This is like a detective story, where the author follows the bread crumbs, leading up to the ultimate discovery of a brain tumour. I too follow such clues in my own life as I try to make sense of myself and the sometimes puzzling world around me.

The symptoms included a rumbling sound in his ears, which anger or irritability seemed to trigger and he interpreted as being a train in the local vicinity; more likely though it seems it could be caused by blood pressure, which I sometimes get, with ear canals blocked with wax. In other words this is not so much an hallucination as he believes but internal, bodily phenomena. The problem is interpretation over identification (what something reminds you of as opposed to discovering what it actually is - memory and imagination as opposed to present perception).

One of the interesting things this book discloses is the apparent distance and direction a sound is coming from. What we may mistake as being loud and far away, could in fact be much closer than we imagine, internal even. The book is therefore asking, can we mistake inside sensations on all sensory levels, for external ones and if so, what are these clues trying to tell me?

Other symptoms included giddiness, connected to fainting fits, nausea followed by vomiting, leaning to one side and as the illness progressed, eyesight and handwriting deterioration. He also suffered from headaches, which eventually became focused on the back of his head. One subtle symptom that seemed to creep up on him was a gradual loss of taste, like Covid patients nowadays but with no loss of smell.

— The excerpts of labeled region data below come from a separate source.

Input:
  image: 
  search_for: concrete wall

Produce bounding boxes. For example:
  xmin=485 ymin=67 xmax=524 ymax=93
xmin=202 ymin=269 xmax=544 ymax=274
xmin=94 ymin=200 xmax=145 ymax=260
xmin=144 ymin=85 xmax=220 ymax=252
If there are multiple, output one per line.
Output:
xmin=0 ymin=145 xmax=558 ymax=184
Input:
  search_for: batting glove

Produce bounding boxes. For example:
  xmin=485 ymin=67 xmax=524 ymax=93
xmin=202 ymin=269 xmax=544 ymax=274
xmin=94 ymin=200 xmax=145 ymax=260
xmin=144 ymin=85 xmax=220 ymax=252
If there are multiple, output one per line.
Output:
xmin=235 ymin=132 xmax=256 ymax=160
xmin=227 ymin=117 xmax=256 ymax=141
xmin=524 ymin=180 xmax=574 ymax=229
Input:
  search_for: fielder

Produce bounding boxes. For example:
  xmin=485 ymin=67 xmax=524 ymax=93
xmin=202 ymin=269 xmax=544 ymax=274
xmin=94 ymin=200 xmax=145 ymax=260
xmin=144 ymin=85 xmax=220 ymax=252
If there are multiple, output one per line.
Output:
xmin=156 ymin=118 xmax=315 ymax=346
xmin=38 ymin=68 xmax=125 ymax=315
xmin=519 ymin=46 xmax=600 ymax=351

After the operation, he regained this lost sensation.

Apart from all this, he starts getting unconscious clues to the fact that something serious is going on in his life, through dream symbolism or even external events drawing his attention to the same thing (films on the subject, a dying patient in a mental ward etc). By monitoring his life, he starts to build up a picture of what is really going on, with his illness and that it is indeed an illness. Something out of the ordinary was happening internally, just as it could in the outside world, disturbing the peaceful routine of existence but the question was, what? Like paranoia from chronic insomnia, you know something is killing you but you don't realise what it is.

I for instance have two common dream themes, one which is needing a toilet but not being able to find one, which wakes me up as a symbolic prompt, to get out of bed and urinate (being a seventy year old male, this is par for the course). The other repeat pattern is finding myself at university or on the outskirts of one, which is because I am continually seeking knowledge and insight to the human condition or indeed anything. Like Einstein I have no special talents, I am just passionately curious. I did in fact live in Cambridge but never studied there or indeed at any university.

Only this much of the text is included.